The authors conducted experiments using eight QA datasets across both general and biomedical domains. Key findings include:

  • The proposed statistical tests reliably captured query relevance, outperforming both Local Outlier Factor (LOF) and relevance scores generated by LMs such as GPT-3.5 and GPT-4.
  • Synthetic in-knowledge queries effectively approximated the true in-knowledge distribution, offering a practical solution for deploying the online testing framework.
  • There was a notable misalignment between an embedding model's ability to retrieve relevant documents and its ability to detect out-of-knowledge queries. Domain-specific models, while effective in retrieval, exhibited limitations in distinguishing query relevance.

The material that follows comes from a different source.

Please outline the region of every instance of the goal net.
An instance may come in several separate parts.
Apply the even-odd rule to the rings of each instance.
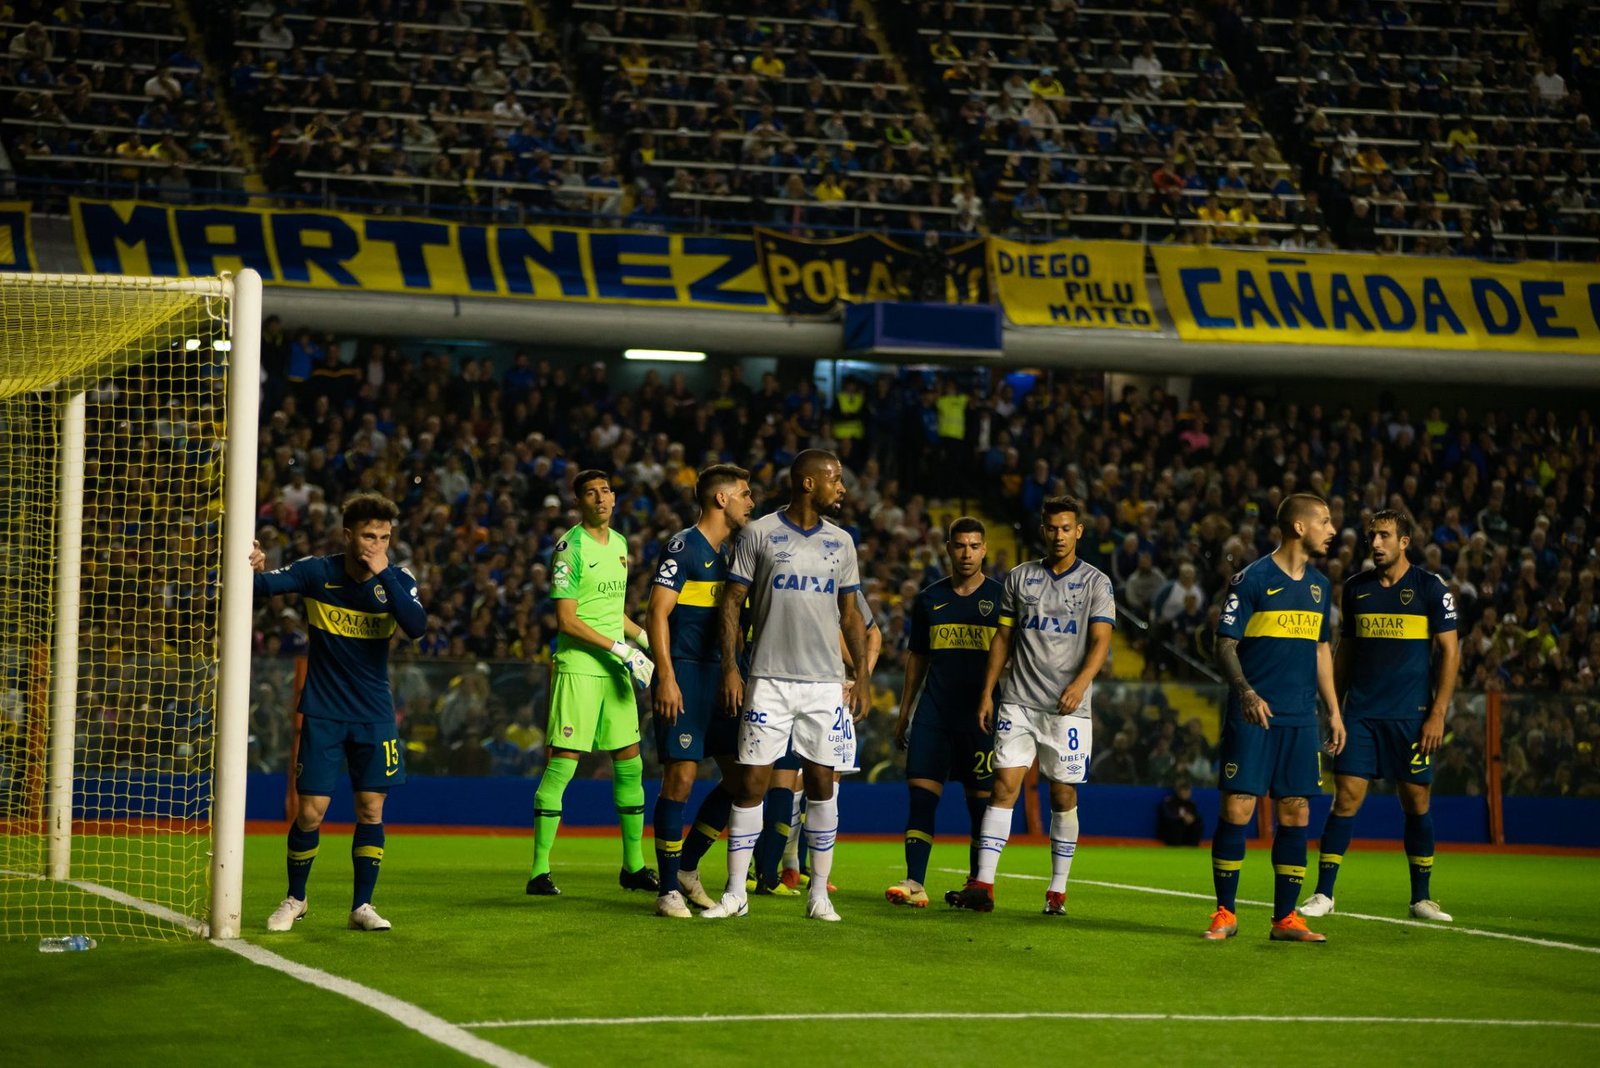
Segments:
[[[210,930],[250,279],[0,274],[0,937]]]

Implications and Future Directions

This work has both theoretical and practical implications. Theoretically, it lays a statistical foundation for query relevance assessment in RAG systems. Practically, it underscores the importance of query knowledge alignment, especially in contexts where misinformation could have severe consequences.

Future research could focus on refining the alignment between in-knowledge query distributions and user needs through adaptive corpora updates. Broader exploration of embedding models suited for both retrieval and relevance detection, especially in domain-specific applications, would enhance the robustness of RAG systems.

In conclusion, this study contributes significantly to the optimization of RAG systems, providing a statistical approach to improve the reliability and safety of AI deployments across various domains.